National awards go to five who seek to cure social ills

$100,000 Purpose Prizes reward over-60 set for not slowing down

September 05, 2006|By Larry Gordon | Larry Gordon,LOS ANGELES TIMES

To a San Francisco-based think tank, life begins at 60. So does eligibility for its new cash-laden national prize being announced today that rewards Americans who work to solve society's problems and encourages them not to slow down with age.

The inaugural Purpose Prizes provide $100,000 each to five individuals and teams who were selected as role models for the huge cohort of baby boomers about to plunge into their seventh decade, as both President Bush and former President Bill Clinton recently did with some joking and bemoaning.

While some people over the age of 60 are devoting their time to golf or bridge, the Purpose winners are part of "a growing cadre of individuals who are harvesting their midlife experience and using it in creative and innovative ways," said Marc Freedman, president of the Civic Ventures think tank, which sponsors the prize.

Among the winners are University of California, Los Angeles computer science professor Judea Pearl and American University professor Akbar Ahmed, who are partners in promoting Muslim-Jewish understanding in the wake of the murder of Pearl's son, journalist Daniel Pearl, in 2002. The two men speak at colleges and other public forums around the United States, tackling such issues as how to encourage peace between Israelis and Palestinians.

The prize "reminds me of something that I tend to forget: that I am over 60," Pearl, who turned 70 yesterday, said in an interview before the award was publicly announced.

Pearl said he will devote his $50,000 to the Daniel Pearl Foundation, which the family founded in honor of the late Wall Street Journal reporter who was kidnapped and killed by Islamic militants in Pakistan. The organization sponsors such activities as fellowships for international journalists and a world music festival.

Ahmed, 63, a former Pakistani diplomat who now is the department chairman of Islamic Studies at American University in Washington, said the award is a good counterbalance to the youth obsession of American secular culture.

"Muslim culture is somewhat different. The older you are, the wiser you are considered, the more status and more authority you have. There is no conflict with people doing remarkable things at this age," he said in a telephone interview.

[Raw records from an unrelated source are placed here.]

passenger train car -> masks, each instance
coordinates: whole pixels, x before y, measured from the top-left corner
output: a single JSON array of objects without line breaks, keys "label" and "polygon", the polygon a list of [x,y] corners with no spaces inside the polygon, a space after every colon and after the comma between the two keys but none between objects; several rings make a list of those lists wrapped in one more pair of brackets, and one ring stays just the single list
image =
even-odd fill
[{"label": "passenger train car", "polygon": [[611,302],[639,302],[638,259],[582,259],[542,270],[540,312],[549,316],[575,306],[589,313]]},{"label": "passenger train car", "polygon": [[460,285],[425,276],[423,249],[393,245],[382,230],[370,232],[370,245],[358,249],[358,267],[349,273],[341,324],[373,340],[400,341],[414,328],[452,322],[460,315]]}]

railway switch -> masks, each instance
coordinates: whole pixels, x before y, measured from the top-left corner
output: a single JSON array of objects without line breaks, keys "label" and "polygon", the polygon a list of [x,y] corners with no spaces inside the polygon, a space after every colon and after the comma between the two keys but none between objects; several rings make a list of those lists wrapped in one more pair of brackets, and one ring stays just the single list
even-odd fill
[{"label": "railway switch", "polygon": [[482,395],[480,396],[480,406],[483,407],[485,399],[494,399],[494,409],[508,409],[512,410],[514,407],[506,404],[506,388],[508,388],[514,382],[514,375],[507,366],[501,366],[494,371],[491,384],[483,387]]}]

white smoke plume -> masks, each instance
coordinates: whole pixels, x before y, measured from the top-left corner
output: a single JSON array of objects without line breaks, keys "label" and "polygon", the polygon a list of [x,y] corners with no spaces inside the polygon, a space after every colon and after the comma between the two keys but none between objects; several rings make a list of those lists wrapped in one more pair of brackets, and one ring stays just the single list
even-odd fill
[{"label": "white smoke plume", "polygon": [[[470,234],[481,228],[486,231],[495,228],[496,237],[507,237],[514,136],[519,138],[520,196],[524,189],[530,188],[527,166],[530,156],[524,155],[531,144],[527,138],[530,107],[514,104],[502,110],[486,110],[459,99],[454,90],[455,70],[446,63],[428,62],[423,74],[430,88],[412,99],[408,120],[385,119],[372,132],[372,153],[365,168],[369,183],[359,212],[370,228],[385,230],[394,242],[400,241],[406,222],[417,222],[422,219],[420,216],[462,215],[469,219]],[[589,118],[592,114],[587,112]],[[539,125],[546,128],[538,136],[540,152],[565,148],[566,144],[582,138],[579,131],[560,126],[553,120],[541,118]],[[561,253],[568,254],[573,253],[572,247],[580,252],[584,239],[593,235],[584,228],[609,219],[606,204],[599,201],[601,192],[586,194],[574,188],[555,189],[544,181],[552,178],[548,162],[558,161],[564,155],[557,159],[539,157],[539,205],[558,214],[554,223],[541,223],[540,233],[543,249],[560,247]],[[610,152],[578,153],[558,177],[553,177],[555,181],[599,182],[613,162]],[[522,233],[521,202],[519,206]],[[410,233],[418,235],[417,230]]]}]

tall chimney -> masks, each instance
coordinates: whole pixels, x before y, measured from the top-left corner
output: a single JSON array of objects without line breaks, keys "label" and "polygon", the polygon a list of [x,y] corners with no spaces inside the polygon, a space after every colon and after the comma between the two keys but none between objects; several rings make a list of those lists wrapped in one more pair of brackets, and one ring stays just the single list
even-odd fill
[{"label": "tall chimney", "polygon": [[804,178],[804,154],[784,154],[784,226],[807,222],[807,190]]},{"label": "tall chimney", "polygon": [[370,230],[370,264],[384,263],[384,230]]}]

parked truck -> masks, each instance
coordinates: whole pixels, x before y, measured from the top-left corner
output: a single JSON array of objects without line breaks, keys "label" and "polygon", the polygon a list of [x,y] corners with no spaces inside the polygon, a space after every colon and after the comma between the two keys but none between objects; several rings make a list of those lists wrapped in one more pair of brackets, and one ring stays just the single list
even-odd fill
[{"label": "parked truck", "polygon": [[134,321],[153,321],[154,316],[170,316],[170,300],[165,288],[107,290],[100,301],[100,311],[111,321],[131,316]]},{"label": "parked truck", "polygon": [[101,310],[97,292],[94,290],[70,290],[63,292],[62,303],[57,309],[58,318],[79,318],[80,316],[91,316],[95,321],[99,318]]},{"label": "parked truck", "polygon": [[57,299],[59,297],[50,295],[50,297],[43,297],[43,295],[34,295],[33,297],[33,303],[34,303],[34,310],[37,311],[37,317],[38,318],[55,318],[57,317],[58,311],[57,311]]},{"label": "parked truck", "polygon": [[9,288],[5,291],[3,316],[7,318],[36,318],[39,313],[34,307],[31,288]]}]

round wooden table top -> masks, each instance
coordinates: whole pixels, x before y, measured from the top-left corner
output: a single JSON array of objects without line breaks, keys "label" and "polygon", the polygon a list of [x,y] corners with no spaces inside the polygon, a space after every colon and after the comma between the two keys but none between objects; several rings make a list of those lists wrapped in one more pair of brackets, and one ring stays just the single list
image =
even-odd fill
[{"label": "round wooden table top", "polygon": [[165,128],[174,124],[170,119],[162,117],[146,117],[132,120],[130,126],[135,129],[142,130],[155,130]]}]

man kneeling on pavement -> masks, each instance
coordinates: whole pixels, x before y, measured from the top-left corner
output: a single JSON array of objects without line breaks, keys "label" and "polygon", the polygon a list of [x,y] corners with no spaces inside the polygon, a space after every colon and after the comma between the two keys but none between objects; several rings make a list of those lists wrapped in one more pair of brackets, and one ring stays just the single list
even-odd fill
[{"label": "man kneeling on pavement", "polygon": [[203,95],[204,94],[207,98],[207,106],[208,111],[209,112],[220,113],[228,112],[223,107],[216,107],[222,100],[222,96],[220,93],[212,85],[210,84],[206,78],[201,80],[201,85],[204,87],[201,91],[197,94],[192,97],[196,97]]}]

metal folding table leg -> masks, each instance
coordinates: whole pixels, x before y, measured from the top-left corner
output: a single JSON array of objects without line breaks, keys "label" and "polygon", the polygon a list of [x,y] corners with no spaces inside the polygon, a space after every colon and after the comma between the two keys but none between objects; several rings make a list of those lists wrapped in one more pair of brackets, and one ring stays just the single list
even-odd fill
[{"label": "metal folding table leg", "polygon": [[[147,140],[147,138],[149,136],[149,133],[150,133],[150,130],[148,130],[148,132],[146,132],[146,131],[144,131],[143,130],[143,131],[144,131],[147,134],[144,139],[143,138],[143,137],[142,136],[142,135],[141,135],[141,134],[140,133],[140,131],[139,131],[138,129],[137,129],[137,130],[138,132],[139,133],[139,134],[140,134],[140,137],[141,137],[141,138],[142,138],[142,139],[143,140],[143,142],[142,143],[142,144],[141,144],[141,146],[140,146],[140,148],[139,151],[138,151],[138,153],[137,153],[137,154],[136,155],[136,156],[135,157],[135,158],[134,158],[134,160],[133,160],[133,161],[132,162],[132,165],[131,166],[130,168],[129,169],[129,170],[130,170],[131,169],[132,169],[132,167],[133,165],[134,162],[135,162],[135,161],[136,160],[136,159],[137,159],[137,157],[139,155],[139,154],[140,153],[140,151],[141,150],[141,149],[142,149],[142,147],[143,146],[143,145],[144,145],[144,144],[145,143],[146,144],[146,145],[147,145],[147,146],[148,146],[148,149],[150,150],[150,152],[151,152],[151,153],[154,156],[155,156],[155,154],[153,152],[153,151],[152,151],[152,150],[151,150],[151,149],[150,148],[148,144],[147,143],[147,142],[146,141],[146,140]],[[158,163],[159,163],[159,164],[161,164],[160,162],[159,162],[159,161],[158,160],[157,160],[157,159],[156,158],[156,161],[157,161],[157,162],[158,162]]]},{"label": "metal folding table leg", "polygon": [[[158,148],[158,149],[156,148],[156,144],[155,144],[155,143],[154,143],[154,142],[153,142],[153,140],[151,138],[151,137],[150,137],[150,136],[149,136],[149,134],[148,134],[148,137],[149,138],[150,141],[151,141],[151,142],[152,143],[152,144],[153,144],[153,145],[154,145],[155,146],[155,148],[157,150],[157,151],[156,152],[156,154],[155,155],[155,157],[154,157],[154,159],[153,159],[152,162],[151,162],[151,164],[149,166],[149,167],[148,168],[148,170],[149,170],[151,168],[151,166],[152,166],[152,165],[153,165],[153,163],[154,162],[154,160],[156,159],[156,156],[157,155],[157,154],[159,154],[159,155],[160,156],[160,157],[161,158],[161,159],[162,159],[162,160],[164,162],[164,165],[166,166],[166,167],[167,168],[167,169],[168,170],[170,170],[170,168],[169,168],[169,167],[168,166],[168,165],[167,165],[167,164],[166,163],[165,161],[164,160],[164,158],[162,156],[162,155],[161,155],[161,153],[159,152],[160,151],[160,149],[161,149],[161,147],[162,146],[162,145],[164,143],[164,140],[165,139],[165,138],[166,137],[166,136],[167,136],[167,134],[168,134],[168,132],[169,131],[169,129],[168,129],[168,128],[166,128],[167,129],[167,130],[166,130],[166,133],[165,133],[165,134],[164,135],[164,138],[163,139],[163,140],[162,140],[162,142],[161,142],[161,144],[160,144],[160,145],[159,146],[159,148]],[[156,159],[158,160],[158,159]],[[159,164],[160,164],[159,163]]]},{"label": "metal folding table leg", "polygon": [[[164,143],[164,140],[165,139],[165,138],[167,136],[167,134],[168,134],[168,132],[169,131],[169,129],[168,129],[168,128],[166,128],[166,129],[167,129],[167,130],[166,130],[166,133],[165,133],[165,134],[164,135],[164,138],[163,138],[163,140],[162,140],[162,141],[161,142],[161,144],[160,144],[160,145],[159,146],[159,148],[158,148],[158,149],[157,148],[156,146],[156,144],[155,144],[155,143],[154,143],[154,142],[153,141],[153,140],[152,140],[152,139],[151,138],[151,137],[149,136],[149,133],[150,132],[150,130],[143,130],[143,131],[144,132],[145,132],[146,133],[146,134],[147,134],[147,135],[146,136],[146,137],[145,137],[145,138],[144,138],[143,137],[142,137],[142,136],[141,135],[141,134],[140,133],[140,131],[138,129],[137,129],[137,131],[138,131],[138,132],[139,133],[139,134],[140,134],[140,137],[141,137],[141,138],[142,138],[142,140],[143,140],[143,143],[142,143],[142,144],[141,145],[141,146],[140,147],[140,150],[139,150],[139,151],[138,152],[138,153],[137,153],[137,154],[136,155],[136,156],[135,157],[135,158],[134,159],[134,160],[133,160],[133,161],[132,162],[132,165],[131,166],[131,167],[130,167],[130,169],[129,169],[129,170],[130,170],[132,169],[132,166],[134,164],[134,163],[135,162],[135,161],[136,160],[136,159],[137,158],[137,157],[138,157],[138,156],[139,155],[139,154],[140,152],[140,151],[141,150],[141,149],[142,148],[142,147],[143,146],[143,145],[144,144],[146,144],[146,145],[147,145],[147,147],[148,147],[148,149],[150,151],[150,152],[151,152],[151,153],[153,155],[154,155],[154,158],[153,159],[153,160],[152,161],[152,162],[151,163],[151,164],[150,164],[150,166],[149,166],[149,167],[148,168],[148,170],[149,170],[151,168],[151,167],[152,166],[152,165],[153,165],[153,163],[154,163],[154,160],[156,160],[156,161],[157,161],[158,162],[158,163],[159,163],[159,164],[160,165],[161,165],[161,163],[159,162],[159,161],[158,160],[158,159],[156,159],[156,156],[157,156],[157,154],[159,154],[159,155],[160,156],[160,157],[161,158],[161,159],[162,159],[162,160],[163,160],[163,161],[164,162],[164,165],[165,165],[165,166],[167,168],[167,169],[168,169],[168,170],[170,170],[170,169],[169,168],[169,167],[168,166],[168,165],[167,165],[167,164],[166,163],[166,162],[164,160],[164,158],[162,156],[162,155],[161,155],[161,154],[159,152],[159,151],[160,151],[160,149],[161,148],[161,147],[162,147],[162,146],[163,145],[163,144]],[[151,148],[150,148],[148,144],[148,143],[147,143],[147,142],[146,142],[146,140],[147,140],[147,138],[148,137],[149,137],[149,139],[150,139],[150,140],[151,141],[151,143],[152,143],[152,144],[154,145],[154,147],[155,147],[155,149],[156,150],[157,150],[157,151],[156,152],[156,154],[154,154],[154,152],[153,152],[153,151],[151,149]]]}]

The prize also reflects "American generosity and friendship in reaching out to Muslims" at a time of tension between the United States and the Muslim world, said Ahmed. He expects to use the stipend to defray research travel costs and to try to launch younger speakers on more forums of the "Daniel Pearl Dialogues for Muslim-Jewish Understanding."

The other winners are: Conchy Bretos, 61, a former Florida state official who now helps bring assisted-living services to senior citizens; Charles Dey, 75, a Connecticut activist who created a program of workplace internships for disabled high school students; Marilyn Gaston, 67, and Gayle Porter, 60, of Potomac, who started a group to promote better health for black women; and W. Wilson Goode Sr., 68, the former Philadelphia mayor who now heads a nonprofit that aids children with parents in prison.

They all share "an overarching sense of optimism, idealism and purpose. They have a tremendous desire to have a sense of direction in their lives and reasons for getting up in the morning," said Freedman, 48, who wrote a 1999 book titled Prime Time: How Baby Boomers will Revolutionize Retirement and Transform America.

He founded Civic Ventures in 1998 in anticipation of such changes. "Our whole focus is on the aging of American society and how to best use the talent of aging boomers, particularly in ways that benefit the wider community," Freedman said. The organization also sponsors the Experience Corps, which sends tutors over age 55 to volunteer in urban schools.

From about 1,200 nominations, Purpose Prize judges selected 15 finalists. A separate jury headed by Sherry Lansing, the former chair of Paramount Pictures, chose the five big winners. The John Templeton Foundation and the Atlantic Philanthropies funded the prizes.

The 10 finalists who did not make the final cut will receive $10,000 each and can apply for additional grants.

The 15 finalists and about 55 more Purpose Prize nominees are expected to attend a three-day conference starting Thursday at Stanford University in Palo Alto, Calif., held by the Center for Social Innovation at Stanford's Graduate School of Business.

Larry Gordon writes for the Los Angeles Times.